Senate Republicans are trying their best to block a coronavirus relief bill on account of—get this—an assumption that minimum wage workers will enjoy unemployment too much if they’re assisted. MSNBC anchor Katy Tur has taken to Twitter to try to educate the ignorant. “As congress tries to come to an agreement, I’ve asked some of the small business owners I know to send me messages telling lawmakers about what they really need,” she tweeted Tuesday.
Matt Kliegman, a co-owner of both Black Seed Bagels and The Smile in New York City, responded first with salient advice for lawmakers, telling them to "stop deluding themselves." The Smile employed 120 workers before New York became an epicenter for the coronavirus, Kliegman told Tur. That company now has no workers. And while Black Seed had 135 workers pre-coronavirus, it now employs only 12. "Our industry has suffered an enormous amount of layoffs just in the last couple weeks," he said. "I read a statistic that last week alone, our industry has laid off nearly one million people. Those employees need help."
Kevin Clark and Lisa Spooner, owners of the Home Grown restaurant in Atlanta, Georgia, also had to lay off their entire staff of 40 people. "We just need financial help," Clark said in a Twitter video with Spooner. "The only way that we can survive and our employees can survive is money." Spooner specified that they need grant funding or money that doesn’t come with an interest rate. She said their employees worked full time. They paid their bills from the income they earned at the restaurant. “We do the same thing,” she said. Clark added: “And now we don’t know what to do. So we just need help. We need those in charge to hopefully have our backs, and for me, I'm going to know who I need to be going with forward to see who has our backs."
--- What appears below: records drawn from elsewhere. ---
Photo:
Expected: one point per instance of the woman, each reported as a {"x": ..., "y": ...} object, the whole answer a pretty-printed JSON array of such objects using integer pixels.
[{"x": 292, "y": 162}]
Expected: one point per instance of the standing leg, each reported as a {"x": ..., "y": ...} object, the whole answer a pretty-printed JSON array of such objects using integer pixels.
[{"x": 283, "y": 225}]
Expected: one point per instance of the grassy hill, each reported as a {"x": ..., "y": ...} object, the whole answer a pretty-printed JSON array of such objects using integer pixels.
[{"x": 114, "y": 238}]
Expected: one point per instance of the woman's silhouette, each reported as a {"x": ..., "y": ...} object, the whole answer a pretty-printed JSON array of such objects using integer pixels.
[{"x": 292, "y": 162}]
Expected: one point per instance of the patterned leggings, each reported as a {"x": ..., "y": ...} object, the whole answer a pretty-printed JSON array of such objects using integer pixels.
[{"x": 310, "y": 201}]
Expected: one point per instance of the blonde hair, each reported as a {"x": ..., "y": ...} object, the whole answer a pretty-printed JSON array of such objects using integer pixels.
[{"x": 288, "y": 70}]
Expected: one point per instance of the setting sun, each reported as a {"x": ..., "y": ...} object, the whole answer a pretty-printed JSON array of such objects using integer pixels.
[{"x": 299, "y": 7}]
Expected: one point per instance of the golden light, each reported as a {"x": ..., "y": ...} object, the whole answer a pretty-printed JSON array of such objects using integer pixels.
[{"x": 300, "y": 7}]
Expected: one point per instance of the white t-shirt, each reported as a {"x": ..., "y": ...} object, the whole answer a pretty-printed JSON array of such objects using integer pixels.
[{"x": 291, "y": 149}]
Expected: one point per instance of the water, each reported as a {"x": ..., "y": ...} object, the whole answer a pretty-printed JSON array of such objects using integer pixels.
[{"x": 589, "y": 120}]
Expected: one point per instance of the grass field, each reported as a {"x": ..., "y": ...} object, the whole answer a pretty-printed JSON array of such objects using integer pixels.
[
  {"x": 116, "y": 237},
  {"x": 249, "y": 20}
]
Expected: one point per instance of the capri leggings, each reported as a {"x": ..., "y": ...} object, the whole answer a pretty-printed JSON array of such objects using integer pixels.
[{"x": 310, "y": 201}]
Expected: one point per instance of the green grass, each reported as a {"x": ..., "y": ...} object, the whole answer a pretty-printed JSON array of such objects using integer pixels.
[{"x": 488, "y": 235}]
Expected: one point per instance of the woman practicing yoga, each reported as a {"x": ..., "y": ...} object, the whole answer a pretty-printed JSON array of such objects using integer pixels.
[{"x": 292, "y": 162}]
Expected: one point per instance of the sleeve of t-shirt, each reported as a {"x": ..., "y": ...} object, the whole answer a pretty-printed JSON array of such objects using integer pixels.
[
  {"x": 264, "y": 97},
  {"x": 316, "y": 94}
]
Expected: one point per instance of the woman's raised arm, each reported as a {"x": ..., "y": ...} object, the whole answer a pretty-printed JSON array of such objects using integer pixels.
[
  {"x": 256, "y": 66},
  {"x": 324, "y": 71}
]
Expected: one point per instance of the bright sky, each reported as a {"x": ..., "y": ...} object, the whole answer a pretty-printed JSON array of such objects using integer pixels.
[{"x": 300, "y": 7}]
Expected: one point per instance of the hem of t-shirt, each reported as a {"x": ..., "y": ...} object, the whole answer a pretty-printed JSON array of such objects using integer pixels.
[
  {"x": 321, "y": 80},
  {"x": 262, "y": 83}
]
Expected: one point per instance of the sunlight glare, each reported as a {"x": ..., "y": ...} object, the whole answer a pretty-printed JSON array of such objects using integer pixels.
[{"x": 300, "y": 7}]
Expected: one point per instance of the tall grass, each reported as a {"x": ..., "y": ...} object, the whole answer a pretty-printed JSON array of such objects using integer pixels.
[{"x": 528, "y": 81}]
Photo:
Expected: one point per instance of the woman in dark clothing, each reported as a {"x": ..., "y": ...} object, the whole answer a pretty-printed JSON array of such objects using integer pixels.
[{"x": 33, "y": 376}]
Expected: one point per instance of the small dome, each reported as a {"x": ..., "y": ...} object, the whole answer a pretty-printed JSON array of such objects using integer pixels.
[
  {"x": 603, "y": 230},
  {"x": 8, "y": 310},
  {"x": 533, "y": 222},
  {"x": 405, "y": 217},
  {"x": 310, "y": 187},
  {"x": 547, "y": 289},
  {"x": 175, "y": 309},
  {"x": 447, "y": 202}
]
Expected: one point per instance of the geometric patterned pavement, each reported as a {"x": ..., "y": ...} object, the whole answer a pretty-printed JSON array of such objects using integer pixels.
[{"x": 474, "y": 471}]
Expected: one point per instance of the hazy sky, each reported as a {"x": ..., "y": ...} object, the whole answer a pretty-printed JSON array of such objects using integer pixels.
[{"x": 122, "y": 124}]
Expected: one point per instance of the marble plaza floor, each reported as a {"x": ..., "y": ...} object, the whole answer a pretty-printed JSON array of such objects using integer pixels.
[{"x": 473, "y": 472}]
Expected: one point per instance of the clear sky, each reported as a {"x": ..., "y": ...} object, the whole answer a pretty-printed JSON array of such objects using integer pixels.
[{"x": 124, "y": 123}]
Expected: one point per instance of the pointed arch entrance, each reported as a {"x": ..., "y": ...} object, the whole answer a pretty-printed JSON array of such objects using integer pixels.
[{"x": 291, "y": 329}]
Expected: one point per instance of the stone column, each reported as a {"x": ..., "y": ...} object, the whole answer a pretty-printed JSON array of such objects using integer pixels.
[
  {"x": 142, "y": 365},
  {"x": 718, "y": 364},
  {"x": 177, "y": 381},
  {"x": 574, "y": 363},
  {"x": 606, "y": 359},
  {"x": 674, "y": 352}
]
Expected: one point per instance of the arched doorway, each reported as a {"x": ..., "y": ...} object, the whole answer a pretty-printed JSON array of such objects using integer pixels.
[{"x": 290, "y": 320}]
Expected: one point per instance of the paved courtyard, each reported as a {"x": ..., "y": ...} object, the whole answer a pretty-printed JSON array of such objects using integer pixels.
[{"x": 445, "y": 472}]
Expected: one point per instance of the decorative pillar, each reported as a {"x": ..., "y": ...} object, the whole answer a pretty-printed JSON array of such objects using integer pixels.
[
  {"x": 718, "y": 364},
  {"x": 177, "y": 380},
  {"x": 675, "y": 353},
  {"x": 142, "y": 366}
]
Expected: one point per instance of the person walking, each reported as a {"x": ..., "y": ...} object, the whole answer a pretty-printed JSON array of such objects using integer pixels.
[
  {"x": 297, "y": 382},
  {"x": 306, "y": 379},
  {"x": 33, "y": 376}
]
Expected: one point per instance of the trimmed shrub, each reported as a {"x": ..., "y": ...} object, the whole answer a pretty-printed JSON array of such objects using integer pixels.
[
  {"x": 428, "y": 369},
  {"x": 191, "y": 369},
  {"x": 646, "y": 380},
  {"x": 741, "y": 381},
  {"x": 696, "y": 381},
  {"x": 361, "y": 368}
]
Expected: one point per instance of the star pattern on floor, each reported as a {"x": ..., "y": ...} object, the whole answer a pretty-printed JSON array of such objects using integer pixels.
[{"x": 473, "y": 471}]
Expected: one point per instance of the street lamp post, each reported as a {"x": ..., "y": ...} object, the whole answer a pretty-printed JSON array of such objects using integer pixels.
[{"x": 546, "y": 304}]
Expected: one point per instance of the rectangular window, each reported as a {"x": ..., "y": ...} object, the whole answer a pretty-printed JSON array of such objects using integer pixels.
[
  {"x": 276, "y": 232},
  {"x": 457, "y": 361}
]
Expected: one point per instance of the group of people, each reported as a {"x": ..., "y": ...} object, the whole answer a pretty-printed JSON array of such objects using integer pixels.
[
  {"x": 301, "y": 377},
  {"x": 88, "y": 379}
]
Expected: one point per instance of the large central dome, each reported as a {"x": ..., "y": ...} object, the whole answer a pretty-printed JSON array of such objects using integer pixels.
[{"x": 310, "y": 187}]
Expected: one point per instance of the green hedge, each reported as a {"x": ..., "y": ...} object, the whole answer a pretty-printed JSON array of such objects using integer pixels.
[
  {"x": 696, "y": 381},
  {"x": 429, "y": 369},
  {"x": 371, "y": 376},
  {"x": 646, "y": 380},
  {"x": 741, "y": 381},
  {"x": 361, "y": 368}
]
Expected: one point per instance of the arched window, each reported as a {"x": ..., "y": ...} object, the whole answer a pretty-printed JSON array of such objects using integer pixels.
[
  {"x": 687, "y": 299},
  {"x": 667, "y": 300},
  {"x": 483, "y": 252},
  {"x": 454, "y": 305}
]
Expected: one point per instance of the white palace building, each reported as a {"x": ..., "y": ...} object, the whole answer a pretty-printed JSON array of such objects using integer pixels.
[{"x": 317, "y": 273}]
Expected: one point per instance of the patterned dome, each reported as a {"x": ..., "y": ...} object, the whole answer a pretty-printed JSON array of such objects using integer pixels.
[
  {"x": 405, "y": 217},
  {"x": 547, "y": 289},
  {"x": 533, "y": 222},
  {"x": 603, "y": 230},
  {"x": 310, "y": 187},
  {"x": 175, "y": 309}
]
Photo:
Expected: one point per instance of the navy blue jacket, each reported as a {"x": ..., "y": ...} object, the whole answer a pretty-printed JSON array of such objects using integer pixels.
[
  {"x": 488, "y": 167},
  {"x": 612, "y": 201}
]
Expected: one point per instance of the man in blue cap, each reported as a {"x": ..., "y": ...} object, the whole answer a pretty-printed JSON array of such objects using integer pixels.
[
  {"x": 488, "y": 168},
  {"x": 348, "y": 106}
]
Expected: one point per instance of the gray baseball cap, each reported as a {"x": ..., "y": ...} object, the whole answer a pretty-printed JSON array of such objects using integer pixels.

Steve Terranova, from KMA construction in New York, said he normally has 16 workers, and now he has seven. He said he wants to be able to continue to pay all his workers, who rely on him to pay their rent and mortgages. "Things are really looking bleak right now," he said, "we could use a lot of help right away." Jes Harrison, the owner of Dollface Brows in Kentucky, said she considers herself lucky because her landlord is forgiving her April rent, but not everyone is. “I’ve tried to stay on top of what’s available for myself and my employees in the wake of this pandemic, but it’s difficult,” she said. “I am as worried about my employees’ ability to make ends meet as I am about keeping my own business afloat.”
Chloe Kernaghan, co-owner of Sky Ting Yoga, said she would like rent abatement and access to loans and grants that’s easier to understand. Her company employed three full-time workers who now work part time, 20 now-furloughed part-time workers, and more than 60 freelancers. "Across all industries, freelancers need just as much support as regular employees," she said.